In a nation culinarily dominated by chips, crisps and burgers, the results have been devastating. Men older than 40 have increased their beer-drinking by one-third. Pot-bellies, which researchers have discovered contain dangerous "visceral" fat, predominate.
Why? Researchers blame, besides genetics, the frenetic lifestyle of the average 21st-century American, the abundance of junk convenience food, and advertising. Soon, the number of deaths from being overweight will overtake the number of tobacco-related deaths in this country; excess weight can cause heart disease, strokes and certain forms of cancer. Just 30 minutes of exercise per day, researchers say, can help offset these effects.
The city with the least desirable record in the country is San Antonio in Texas, which has the largest percentage of obese adults. Almost a third - 31.1 per cent of adults - are rated as obese; 65 per cent of the city's adults were considered simply overweight in a study in 2001, second only to Charleston, West Virginia - where 67.8 per cent are overweight.
In San Antonio, the people like their Tex-Mex food, and also their margaritas. They have an annual fiesta, an orgy of over-indulgence. And that phenomenon among Latina women is widespread in San Antonio: the health and weight of the large Hispanic population tends to deteriorate once they arrive in the US.
By contrast, the US city with the lowest obesity rate is Denver, at 14.2 per cent: no one is quite sure why, except possibly that the city tends to attract outdoor types who go in for more exercise. (This data comes from the Behavioural Risk Factor Surveillance System, which continually monitors health risk factors.)
But there is hope. Eighteen years ago, Dr William Dietz, a director of the Centres for Disease Control and Prevention, first conclusively linked obesity in youngsters to the amount of time they sat in front of television screens. Now, he says, "after three decades of frustration", he is finally being listened to.

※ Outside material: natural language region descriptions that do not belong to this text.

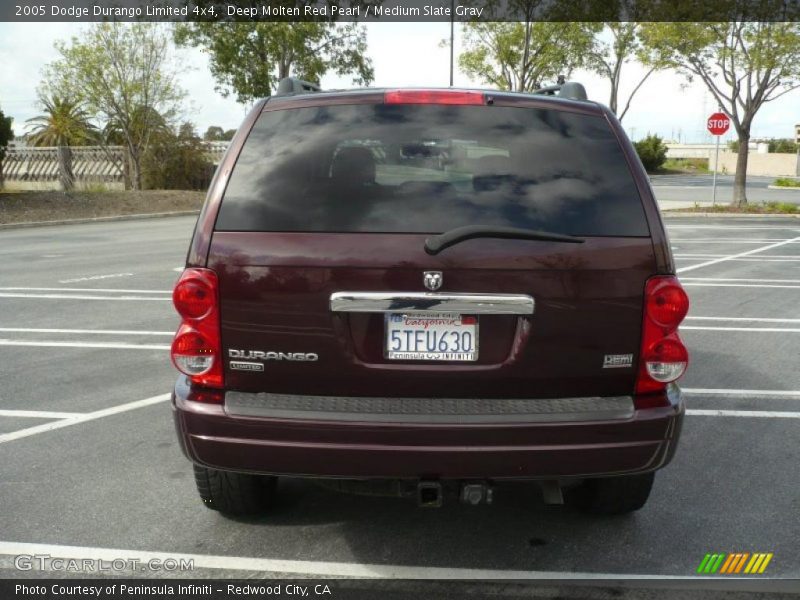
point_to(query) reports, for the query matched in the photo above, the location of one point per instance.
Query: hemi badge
(238, 365)
(617, 361)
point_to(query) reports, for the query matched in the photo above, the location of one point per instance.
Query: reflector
(433, 97)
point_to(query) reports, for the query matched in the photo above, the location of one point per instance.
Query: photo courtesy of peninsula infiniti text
(429, 293)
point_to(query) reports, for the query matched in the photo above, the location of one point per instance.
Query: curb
(134, 217)
(668, 214)
(784, 187)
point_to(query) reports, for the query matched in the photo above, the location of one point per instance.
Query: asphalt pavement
(685, 190)
(91, 464)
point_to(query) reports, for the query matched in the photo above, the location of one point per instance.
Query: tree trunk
(740, 179)
(65, 174)
(136, 172)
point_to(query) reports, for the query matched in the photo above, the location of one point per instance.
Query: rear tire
(234, 493)
(613, 495)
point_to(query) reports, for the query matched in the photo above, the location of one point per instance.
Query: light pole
(452, 36)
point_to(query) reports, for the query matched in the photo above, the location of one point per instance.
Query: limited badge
(617, 361)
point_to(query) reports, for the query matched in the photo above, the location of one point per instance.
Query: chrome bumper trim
(424, 302)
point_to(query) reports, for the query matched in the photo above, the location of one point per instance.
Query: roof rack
(572, 90)
(292, 85)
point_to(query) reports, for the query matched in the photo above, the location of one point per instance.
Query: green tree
(6, 135)
(743, 64)
(783, 146)
(249, 58)
(215, 133)
(176, 160)
(124, 74)
(652, 151)
(64, 123)
(608, 59)
(521, 56)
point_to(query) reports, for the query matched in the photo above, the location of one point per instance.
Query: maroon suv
(433, 289)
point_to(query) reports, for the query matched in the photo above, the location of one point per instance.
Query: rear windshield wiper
(437, 243)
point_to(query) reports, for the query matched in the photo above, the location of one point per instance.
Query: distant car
(429, 291)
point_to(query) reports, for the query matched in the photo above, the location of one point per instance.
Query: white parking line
(757, 285)
(102, 290)
(82, 418)
(712, 279)
(89, 331)
(110, 345)
(77, 297)
(283, 567)
(739, 255)
(744, 319)
(727, 240)
(735, 392)
(704, 255)
(37, 414)
(764, 414)
(733, 228)
(759, 329)
(758, 259)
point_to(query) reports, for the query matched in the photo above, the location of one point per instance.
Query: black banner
(373, 11)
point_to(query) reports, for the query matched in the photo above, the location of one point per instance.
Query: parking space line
(63, 289)
(742, 280)
(764, 414)
(743, 319)
(757, 285)
(759, 329)
(733, 241)
(37, 414)
(739, 255)
(89, 331)
(734, 228)
(703, 255)
(304, 567)
(735, 392)
(82, 418)
(110, 345)
(78, 297)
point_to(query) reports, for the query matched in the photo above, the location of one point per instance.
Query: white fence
(29, 168)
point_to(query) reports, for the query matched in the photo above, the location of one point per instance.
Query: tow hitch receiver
(429, 494)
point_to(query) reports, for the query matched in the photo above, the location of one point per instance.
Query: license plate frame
(432, 357)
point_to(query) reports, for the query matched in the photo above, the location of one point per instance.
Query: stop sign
(718, 123)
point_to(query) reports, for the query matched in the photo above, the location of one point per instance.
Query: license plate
(431, 336)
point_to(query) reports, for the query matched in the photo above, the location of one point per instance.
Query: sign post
(717, 125)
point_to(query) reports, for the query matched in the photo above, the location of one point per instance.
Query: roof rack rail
(292, 85)
(572, 90)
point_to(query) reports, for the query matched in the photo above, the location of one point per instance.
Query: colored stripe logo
(735, 563)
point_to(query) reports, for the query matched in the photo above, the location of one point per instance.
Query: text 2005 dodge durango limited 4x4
(427, 292)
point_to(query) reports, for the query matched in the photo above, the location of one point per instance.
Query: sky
(403, 54)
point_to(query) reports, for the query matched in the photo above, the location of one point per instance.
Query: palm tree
(64, 123)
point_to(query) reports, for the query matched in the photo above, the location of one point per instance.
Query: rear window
(430, 168)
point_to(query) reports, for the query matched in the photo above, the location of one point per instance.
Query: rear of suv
(431, 289)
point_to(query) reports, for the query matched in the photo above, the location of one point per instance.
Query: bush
(787, 182)
(782, 146)
(176, 161)
(652, 151)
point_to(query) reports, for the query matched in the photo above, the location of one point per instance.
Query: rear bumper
(389, 446)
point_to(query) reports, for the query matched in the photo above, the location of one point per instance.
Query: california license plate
(431, 336)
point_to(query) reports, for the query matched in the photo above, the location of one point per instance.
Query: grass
(38, 206)
(787, 182)
(684, 165)
(760, 208)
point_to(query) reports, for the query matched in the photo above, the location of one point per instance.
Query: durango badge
(433, 280)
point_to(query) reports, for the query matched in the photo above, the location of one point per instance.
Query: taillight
(196, 349)
(663, 357)
(433, 97)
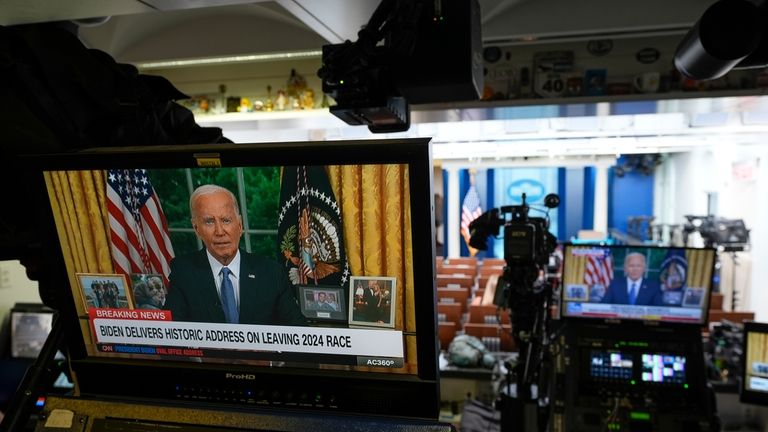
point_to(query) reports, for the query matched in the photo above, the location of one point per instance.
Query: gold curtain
(699, 267)
(574, 272)
(375, 207)
(78, 201)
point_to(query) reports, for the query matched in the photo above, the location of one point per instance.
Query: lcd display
(610, 365)
(637, 283)
(754, 387)
(663, 369)
(240, 261)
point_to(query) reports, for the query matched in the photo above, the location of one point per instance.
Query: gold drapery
(574, 271)
(699, 267)
(78, 202)
(375, 207)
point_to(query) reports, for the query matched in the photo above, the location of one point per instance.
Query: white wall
(15, 287)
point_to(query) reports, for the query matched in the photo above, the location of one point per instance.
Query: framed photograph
(576, 292)
(693, 297)
(322, 303)
(148, 291)
(107, 291)
(371, 301)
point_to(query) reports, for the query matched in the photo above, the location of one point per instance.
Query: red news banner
(142, 331)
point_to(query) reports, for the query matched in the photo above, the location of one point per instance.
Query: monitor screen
(754, 385)
(663, 368)
(297, 274)
(647, 283)
(610, 365)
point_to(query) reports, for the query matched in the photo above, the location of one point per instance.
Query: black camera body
(528, 244)
(527, 240)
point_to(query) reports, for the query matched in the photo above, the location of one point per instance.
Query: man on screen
(221, 283)
(633, 288)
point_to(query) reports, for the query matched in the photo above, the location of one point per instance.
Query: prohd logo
(240, 376)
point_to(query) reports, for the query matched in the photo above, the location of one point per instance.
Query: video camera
(409, 52)
(528, 245)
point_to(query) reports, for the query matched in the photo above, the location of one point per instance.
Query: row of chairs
(460, 288)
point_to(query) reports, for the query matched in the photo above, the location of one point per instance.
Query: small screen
(637, 283)
(663, 368)
(610, 365)
(756, 360)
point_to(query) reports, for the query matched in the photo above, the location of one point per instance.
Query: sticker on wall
(599, 47)
(647, 55)
(533, 189)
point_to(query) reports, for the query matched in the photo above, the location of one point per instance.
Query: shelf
(676, 95)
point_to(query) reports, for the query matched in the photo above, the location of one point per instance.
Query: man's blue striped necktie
(228, 297)
(633, 293)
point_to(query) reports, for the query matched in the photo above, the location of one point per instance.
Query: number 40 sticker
(550, 85)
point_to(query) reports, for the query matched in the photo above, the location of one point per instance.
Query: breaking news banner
(317, 340)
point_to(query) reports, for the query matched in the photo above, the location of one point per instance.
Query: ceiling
(136, 31)
(151, 30)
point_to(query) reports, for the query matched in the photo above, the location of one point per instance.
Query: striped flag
(470, 210)
(138, 230)
(599, 270)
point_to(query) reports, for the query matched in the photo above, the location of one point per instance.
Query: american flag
(138, 230)
(599, 270)
(470, 210)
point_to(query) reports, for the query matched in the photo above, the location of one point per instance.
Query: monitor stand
(65, 413)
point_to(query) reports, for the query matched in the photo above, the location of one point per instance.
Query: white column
(453, 200)
(758, 294)
(600, 217)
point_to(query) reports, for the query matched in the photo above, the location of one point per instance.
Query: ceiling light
(230, 59)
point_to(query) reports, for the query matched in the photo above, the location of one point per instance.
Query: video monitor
(754, 379)
(611, 365)
(648, 283)
(663, 368)
(301, 274)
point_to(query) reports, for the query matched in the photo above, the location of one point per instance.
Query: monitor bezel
(750, 396)
(632, 321)
(413, 395)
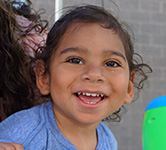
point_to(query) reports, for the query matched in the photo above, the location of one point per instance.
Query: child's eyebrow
(106, 53)
(73, 49)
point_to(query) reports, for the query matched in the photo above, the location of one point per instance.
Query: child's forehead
(78, 27)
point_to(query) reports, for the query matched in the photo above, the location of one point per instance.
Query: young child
(88, 70)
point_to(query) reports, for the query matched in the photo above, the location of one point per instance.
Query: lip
(90, 105)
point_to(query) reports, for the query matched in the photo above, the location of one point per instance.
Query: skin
(89, 59)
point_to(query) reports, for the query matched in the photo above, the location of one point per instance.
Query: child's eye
(112, 64)
(75, 60)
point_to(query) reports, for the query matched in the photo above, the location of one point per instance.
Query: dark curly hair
(17, 87)
(95, 14)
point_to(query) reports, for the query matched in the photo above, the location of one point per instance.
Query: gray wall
(148, 20)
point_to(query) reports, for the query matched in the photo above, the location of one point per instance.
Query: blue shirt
(36, 129)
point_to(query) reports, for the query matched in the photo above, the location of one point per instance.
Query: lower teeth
(90, 102)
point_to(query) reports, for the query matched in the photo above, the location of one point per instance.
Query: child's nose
(93, 74)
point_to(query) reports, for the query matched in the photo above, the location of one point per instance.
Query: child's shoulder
(106, 139)
(23, 124)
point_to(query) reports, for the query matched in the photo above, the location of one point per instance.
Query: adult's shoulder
(22, 125)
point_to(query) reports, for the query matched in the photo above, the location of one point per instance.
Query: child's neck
(84, 137)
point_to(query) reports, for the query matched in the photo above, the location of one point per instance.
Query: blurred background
(148, 21)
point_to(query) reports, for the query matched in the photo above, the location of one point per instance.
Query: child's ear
(42, 78)
(130, 93)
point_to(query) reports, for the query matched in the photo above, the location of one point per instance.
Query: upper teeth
(91, 94)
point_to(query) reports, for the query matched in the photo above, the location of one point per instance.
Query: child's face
(89, 75)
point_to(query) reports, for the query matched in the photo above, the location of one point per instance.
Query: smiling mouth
(90, 98)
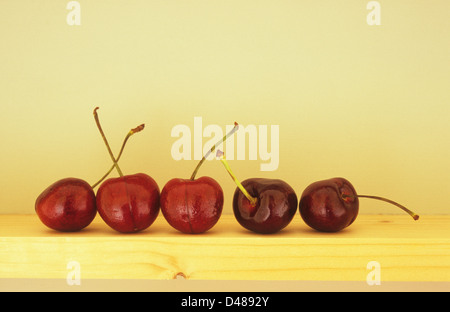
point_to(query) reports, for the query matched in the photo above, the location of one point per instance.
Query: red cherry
(262, 205)
(194, 205)
(67, 205)
(275, 207)
(130, 203)
(332, 205)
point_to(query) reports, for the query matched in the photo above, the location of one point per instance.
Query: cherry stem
(97, 121)
(412, 214)
(252, 199)
(132, 131)
(235, 128)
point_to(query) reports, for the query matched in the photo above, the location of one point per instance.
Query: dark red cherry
(273, 210)
(332, 205)
(67, 205)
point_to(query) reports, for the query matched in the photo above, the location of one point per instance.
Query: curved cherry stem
(235, 128)
(253, 201)
(97, 121)
(132, 131)
(411, 213)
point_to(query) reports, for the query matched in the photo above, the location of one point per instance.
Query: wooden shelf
(406, 250)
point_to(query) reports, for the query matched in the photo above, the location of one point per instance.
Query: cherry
(128, 204)
(332, 205)
(192, 205)
(262, 205)
(69, 204)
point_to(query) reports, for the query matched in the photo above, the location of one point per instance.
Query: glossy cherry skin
(324, 208)
(274, 210)
(192, 206)
(130, 203)
(67, 205)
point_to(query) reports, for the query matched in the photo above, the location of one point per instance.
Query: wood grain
(406, 250)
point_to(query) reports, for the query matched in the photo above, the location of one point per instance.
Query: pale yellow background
(369, 103)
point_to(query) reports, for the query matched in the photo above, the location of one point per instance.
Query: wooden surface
(406, 250)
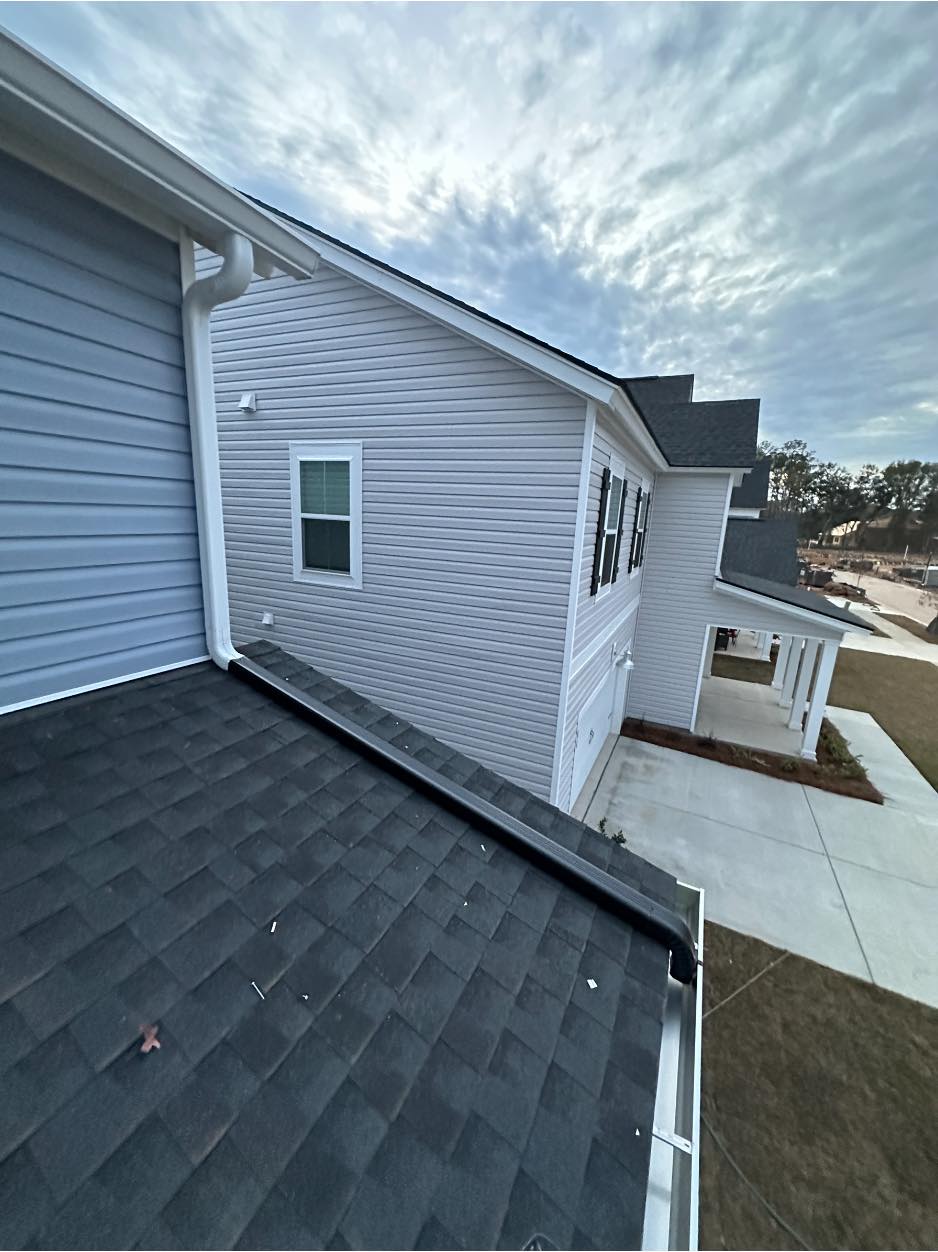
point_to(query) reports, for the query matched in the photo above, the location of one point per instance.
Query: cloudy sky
(748, 192)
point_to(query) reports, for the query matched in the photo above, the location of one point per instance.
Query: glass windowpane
(326, 545)
(324, 487)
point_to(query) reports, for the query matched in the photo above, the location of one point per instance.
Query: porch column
(819, 697)
(782, 661)
(804, 680)
(794, 657)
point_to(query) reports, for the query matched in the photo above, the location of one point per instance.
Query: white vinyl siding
(470, 475)
(604, 621)
(679, 600)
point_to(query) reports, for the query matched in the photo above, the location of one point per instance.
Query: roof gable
(753, 492)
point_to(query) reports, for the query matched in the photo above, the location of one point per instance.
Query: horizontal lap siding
(596, 615)
(99, 564)
(684, 541)
(470, 480)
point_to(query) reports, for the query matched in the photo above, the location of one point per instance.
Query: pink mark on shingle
(149, 1038)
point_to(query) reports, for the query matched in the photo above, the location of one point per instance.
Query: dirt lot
(912, 626)
(822, 1091)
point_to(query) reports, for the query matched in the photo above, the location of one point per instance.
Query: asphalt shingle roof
(428, 1066)
(753, 492)
(696, 433)
(798, 596)
(765, 547)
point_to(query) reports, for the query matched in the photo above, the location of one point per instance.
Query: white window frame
(350, 451)
(616, 470)
(645, 506)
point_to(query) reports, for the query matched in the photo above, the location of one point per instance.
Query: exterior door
(99, 551)
(592, 726)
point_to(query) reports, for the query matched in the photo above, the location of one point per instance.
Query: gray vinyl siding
(679, 601)
(99, 562)
(596, 615)
(470, 476)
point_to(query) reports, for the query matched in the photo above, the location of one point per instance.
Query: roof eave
(51, 119)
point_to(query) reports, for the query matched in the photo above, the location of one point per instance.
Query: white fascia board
(45, 110)
(574, 594)
(785, 610)
(737, 475)
(502, 339)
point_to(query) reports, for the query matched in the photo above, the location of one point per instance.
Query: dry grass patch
(822, 1089)
(901, 694)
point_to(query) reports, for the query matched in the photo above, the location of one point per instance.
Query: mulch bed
(835, 769)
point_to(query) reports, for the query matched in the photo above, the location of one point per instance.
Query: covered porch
(784, 714)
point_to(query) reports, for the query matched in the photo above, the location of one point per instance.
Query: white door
(592, 726)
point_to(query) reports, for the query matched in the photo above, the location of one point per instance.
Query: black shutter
(634, 552)
(619, 528)
(600, 532)
(645, 531)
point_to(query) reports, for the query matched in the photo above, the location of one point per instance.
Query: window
(609, 535)
(640, 528)
(326, 488)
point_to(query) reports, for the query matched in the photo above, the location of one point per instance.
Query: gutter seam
(644, 914)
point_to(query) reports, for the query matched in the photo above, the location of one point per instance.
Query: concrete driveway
(847, 883)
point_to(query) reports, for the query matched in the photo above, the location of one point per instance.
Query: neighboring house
(501, 542)
(387, 998)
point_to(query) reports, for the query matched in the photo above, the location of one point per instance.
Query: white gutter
(51, 120)
(674, 1167)
(201, 296)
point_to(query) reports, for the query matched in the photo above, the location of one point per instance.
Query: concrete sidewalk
(847, 883)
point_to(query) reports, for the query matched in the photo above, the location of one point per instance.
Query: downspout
(201, 297)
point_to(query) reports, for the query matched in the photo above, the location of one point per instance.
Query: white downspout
(201, 296)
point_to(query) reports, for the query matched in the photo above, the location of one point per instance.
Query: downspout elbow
(199, 298)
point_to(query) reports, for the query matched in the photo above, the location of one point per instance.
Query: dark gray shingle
(753, 492)
(764, 547)
(696, 433)
(798, 596)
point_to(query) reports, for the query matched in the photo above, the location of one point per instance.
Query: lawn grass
(912, 626)
(822, 1089)
(901, 694)
(743, 669)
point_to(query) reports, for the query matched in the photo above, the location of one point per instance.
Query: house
(504, 543)
(277, 967)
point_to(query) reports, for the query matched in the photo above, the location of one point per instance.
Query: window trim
(605, 535)
(643, 507)
(350, 451)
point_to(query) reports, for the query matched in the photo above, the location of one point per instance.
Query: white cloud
(743, 190)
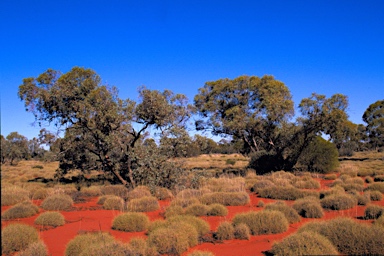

And McDonald's, although still the country's most visited fast-food chain, is struggling, facing a decline in its share of the market. In the past five years, this has declined by 3 per cent - while Subway, which provides healthy sandwiches on fresh bread, has taken its place as the largest food chain in the US.
Perhaps the food and exercise fads of the middle class will yet trickle down to the mass of all the overweight Americans as the risks become better known. But, in contrast to the NHS, the American medical system is thriving more than ever on its fat and increasingly obese patients.